As I sit down, you put your phone away, and my phone beeps with an SMS message. You've just updated your Facebook status, and I subscribe to your updates. Not that I'm a stalker or anything - I mean, I could just keep checking my friends wall or something, and I would have gotten precisely the same information. It's just that I'm, well... Okay, so I'm stalking you a little bit. In a relatively non-creepy kind of way, I hope. I sneak a look at my mobile. "... is annoyed at the waiter for putting sugar in her coffee", reads the update. You know I get SMS updates. You know I know what you updated your Facebook status to.

I wonder if I should point out that I'm not your waiter, that you picked up the wrong cup of coffee, and that I'm sick of your mind games. I'm sharply aware of that I'm as deeply and inexpatriatiably woven into this particular mind game as any of us.

We sit in a relaxed, comfortable if slightly tense in a something-left-unsaid kind of way type of silence, sipping our respective brews. The ebb and flow of conversation around us replaces music, conversation, and

"What are you doing later?" you intrude into my thought-world. I blink. I ponder the question not because I don't understand the query or because I don't have an answer ready, but because I'm not entirely sure that whatever I might think to reply to this particular challenge will have any impact on the course of events going forward.

The next morning she lets herself out of my house, the front door slipping shut so quietly that I have to get up out of bed to make sure that it is, indeed, properly closed.

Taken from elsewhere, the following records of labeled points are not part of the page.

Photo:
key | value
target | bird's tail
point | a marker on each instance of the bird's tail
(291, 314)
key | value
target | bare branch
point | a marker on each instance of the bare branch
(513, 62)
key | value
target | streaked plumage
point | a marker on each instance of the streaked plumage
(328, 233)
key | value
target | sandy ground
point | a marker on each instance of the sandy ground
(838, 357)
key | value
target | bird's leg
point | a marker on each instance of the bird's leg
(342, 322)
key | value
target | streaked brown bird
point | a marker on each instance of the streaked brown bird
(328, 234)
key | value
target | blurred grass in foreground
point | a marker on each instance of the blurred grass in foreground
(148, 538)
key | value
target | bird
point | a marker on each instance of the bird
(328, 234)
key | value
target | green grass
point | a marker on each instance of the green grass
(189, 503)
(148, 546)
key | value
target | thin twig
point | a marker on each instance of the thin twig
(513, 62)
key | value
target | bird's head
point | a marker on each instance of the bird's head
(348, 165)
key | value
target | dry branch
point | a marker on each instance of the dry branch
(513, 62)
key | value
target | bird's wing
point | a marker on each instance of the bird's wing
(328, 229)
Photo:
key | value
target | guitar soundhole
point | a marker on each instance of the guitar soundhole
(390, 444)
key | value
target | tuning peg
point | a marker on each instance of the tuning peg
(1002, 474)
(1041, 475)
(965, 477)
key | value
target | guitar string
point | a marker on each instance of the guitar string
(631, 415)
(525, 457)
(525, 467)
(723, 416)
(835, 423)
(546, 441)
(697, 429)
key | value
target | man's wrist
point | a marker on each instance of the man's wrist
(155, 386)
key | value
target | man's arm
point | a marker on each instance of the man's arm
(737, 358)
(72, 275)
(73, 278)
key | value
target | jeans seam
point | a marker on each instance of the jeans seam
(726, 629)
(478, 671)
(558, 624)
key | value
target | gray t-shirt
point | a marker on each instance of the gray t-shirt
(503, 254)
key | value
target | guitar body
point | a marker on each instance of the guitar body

I half-walk half-stumble into the kitchen, completely naked. On the counter is a freshly made cup of double macchiato, still steaming. I know before I take a sip of it that it will have two sugars and a pinch of cinnamon in it, exactly the way I like it.

Next to the cup is a small index card - of which I'm pretty sure I didn't have any in the house - marked only with a date about three weeks from now, a time, and "xx" in the bottom right of the card, in girlish but solid, familiar handwriting.